Structured notes have come into vogue, as they always do when there's turmoil in the stock market, explains
Wall Street Journal columnist Jason Zweig.
The CBOE Volatility Index (VIX) has soared 82 percent in the past month.
But be careful before investing in structured notes, as they can carry great risk, he writes.
A structured note is unsecured debt issued by a bank or brokerage firm. The performance of other assets, generally stocks or market indexes, dictates the amount of your return.
The idea is to limit or erase your exposure to losses while offering you a piece of potential gains.

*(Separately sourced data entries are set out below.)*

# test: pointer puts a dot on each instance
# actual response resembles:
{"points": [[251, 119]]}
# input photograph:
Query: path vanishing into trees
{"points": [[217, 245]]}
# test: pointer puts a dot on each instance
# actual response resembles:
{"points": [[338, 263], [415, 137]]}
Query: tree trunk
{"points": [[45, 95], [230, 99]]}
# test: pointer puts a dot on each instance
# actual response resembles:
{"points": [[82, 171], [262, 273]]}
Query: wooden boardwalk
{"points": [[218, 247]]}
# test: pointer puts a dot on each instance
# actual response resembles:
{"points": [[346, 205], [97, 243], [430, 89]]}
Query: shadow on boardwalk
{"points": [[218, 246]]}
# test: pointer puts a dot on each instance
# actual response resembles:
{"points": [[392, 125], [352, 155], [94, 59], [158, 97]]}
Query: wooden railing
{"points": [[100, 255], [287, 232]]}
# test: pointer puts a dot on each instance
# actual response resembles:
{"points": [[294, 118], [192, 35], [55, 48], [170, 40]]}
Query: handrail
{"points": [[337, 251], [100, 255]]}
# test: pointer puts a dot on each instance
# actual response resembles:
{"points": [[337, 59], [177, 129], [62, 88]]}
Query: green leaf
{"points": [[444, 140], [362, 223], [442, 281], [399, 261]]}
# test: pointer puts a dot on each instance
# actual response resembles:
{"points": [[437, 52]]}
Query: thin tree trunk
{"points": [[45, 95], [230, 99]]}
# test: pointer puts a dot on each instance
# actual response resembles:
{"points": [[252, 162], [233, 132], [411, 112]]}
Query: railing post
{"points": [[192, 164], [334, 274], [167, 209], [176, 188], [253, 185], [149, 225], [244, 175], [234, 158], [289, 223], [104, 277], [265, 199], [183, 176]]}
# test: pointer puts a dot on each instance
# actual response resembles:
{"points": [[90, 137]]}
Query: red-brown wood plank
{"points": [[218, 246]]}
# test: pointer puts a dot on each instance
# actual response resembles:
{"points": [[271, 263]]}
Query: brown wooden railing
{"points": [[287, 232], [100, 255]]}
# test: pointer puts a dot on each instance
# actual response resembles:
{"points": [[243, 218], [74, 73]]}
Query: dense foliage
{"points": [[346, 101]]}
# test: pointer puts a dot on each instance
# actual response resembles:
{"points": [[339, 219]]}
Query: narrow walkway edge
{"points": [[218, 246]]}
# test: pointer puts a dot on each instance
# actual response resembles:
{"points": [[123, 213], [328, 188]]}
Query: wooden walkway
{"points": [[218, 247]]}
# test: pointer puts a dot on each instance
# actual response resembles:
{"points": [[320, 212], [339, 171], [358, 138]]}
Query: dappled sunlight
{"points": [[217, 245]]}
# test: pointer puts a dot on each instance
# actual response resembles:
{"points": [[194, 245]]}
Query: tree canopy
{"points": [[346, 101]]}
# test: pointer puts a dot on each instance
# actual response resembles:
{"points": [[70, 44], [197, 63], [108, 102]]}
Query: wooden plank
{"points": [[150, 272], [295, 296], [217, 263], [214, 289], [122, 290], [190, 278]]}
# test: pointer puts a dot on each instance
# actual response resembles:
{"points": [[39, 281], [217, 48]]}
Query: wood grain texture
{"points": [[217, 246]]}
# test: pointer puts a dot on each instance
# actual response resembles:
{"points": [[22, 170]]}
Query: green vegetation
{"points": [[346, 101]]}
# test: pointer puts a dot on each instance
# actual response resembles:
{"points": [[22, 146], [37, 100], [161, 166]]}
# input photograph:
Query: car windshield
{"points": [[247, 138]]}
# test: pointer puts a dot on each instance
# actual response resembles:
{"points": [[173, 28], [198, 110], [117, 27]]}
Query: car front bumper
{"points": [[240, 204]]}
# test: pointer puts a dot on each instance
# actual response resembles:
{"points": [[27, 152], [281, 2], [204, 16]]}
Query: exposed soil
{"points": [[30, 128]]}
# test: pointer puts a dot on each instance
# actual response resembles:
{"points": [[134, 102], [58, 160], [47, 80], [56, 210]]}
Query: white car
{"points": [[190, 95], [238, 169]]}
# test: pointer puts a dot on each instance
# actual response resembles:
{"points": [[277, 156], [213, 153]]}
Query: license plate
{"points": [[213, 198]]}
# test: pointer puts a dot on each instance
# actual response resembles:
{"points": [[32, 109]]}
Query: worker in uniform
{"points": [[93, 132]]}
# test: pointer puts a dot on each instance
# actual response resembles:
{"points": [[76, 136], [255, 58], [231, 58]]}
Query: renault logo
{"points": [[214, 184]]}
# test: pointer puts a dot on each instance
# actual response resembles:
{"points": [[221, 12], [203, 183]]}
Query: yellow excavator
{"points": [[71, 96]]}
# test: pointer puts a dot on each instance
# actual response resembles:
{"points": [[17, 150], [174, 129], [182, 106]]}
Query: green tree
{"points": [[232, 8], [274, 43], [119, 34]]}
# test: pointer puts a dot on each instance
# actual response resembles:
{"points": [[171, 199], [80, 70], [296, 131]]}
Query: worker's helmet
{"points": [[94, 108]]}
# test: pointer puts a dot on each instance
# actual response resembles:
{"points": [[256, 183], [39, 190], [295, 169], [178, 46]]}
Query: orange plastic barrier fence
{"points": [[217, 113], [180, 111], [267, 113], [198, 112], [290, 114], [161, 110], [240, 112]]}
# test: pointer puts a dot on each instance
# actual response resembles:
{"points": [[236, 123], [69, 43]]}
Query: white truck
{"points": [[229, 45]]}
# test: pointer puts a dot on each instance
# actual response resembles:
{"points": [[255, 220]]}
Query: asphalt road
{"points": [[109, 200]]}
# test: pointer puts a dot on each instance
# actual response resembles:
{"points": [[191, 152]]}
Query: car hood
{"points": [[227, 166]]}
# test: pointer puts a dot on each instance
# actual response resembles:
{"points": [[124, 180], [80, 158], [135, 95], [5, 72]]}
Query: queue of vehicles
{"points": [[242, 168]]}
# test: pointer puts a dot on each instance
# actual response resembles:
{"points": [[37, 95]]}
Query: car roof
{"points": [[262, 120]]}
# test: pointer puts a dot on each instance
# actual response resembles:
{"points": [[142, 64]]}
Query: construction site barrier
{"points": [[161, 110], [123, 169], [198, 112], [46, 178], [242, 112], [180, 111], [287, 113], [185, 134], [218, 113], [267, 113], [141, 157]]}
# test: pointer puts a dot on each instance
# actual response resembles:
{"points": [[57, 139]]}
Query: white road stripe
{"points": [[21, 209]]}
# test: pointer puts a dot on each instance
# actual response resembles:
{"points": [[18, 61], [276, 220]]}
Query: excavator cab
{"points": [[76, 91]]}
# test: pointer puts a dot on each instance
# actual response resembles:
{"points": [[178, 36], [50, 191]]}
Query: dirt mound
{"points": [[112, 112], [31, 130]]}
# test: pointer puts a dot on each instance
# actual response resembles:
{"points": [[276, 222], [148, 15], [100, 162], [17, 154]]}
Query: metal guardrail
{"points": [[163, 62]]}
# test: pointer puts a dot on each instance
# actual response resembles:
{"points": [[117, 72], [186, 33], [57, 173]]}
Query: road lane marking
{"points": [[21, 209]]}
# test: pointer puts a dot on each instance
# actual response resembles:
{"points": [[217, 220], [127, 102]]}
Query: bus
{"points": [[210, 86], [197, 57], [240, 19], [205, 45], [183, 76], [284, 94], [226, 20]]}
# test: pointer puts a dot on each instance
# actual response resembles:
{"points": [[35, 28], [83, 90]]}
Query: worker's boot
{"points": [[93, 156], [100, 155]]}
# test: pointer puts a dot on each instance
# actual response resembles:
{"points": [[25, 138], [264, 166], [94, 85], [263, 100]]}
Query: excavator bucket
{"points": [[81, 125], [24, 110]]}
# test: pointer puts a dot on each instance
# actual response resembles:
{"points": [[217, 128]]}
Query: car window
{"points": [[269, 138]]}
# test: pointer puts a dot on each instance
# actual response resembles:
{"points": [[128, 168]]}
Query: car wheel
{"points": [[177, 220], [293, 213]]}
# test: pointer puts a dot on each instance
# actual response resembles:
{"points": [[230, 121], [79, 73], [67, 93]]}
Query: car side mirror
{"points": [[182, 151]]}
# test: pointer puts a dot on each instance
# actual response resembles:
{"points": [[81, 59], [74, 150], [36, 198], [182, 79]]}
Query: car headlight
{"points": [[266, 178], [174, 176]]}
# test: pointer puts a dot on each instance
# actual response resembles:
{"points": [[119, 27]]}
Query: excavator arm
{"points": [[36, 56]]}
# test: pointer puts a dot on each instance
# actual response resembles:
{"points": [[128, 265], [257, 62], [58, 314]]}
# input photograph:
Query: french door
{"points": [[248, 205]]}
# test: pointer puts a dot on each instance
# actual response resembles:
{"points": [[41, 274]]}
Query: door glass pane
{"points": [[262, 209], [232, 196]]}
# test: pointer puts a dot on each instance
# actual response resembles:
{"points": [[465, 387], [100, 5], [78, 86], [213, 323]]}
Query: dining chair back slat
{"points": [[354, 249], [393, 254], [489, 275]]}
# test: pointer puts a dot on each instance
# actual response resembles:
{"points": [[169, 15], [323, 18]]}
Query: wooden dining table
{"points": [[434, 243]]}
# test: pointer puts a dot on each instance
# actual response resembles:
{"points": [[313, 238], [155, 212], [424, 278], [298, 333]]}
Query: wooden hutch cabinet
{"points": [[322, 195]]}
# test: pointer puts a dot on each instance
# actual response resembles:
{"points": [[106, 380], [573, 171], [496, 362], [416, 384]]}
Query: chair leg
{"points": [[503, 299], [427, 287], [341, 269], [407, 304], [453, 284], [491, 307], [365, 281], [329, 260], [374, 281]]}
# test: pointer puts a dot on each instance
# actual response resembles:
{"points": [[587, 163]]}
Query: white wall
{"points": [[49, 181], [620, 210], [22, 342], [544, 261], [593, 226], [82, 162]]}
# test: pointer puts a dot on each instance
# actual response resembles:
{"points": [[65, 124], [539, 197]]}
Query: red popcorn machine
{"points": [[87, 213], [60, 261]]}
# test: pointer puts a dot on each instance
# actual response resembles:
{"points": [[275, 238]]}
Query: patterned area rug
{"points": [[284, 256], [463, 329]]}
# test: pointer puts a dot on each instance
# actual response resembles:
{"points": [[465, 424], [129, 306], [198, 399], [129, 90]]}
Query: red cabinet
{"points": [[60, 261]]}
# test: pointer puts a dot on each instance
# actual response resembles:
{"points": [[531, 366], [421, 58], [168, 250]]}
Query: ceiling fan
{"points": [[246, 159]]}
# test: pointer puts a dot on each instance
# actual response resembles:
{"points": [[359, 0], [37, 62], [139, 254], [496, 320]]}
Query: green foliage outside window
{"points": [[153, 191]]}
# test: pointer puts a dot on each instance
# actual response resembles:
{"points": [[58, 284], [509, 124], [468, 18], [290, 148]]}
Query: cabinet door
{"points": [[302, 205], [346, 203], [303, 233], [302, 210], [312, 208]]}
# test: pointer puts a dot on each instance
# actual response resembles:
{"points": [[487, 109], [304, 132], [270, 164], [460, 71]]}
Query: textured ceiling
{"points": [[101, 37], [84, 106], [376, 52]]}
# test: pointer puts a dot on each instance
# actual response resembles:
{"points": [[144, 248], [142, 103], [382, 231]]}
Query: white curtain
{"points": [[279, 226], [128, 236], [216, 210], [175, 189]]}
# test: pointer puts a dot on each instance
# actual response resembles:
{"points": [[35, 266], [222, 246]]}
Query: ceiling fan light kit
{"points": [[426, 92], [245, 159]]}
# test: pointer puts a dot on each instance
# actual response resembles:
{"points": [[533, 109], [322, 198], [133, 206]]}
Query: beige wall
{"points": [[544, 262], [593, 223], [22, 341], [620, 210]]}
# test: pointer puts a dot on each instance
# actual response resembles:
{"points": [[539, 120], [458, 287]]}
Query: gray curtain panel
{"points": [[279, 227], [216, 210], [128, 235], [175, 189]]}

That would obviously be helpful in environments like the current one.
"But whether you should buy them depends on the exact terms of each note—and on whether you can trust your adviser when he says he understands them," Zweig says.
"They are sometimes marketed by less-scrupulous financial advisers as a kind of high-yield, low-risk, backdoor way to own stocks, even though regulators have warned that investors can get burned."
William Droms, co-chairman of Droms Strauss Advisors, an investment advisory firm, offers a mixed picture of structured notes.
"If used appropriately, [they] can provide an investor with a pre-determined amount of upside potential and decreased risk," he writes on MarketWatch.
"But structured notes are certainly not risk free. The first and most important risk to assess is the credit risk of the issuer. Since structured notes are bonds backed by the issuing bank, if the issuer defaults, bondholders become unsecured creditors of the bank."